Our tendency to relapse and indulge, aptly titled the What-The-Hell Effect, has been a subject of research for a few decades. In one famous study, researchers Janet Polivy, Peter Herman, and Rajbir Deo wanted to explore how the perception (not just the act) of overeating impacts our future eating behavior. They invited a group of undergraduate participants, some who were dieting and others not, to eat a slice of pizza prior to tasting and rating some cookies. 

Secretly, the researchers were not interested in the actual cookie rating, but rather in how many cookies participants ate afterwards (the dependent variable). The twist in the study was that while all participants ate the same amount of pizza, the researchers presented the pizza alongside other slices to make the pieces look big, small, or regular (control group).  
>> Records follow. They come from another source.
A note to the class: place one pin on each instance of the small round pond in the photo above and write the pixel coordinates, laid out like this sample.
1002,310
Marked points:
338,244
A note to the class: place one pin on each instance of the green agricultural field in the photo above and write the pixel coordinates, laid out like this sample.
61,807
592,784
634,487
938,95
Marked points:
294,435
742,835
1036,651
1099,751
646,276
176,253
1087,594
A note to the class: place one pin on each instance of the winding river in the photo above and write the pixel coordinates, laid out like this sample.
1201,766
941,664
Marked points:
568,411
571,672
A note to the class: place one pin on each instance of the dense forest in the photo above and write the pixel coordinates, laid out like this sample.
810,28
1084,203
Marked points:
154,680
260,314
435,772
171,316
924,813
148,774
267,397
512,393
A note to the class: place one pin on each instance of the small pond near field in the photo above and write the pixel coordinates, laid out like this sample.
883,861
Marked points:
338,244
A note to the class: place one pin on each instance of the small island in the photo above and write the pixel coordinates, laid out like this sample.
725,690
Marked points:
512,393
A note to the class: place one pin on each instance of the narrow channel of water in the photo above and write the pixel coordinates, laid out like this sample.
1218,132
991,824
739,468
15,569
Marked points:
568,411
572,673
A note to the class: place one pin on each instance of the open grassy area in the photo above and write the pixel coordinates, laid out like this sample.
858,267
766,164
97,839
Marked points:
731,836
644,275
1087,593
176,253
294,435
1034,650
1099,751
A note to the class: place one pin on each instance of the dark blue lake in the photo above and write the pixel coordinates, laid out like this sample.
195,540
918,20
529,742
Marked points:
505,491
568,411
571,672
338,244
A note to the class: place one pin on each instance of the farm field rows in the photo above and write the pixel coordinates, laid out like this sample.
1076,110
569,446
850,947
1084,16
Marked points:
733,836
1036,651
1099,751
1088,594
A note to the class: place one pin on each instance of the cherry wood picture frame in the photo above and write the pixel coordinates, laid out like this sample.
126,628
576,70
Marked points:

As it turned out, when the pizza slice was perceived as large, dieters ate almost twice the number of cookies than non-dieters. Being on a diet made participants especially vulnerable to the What-The-Hell Effect. Once they broke their diet rules (or so they thought), they were more likely to keep breaking them. This differential in outcome did not exist for either the smaller slice or control group (they ate roughly the same amount of cookies).  

Why does this happen?

The What-The-Hell Effect shows up with many behaviors outside of eating (e.g. smoking, drinking, shopping, cheating, Netflix, etc.). It’s often the consequence of setting unrealistic goals that are focused on what we ought to stop doing, in contrast to what we want to achieve

While ultimately irrational and self-defeating, its mechanisms are straight forward: loss of self-control leads to negative emotions, which in turn lead to behaviors to assuage those emotions. Our brain craves the fastest way out, which is then rationalized with “What-The-Hell” self-talk.

What to do

  • Name it to tame it: Next time you feel the urge, call it out: “Not falling for the old What-The-Hell Effect. Not this time.”
  • Show self-compassion: Research shows that when people receive messages not to be hard on themselves, they are less likely to indulge after a relapse.    
  • Press the pause button: Take a 10 min break to regain cortical control.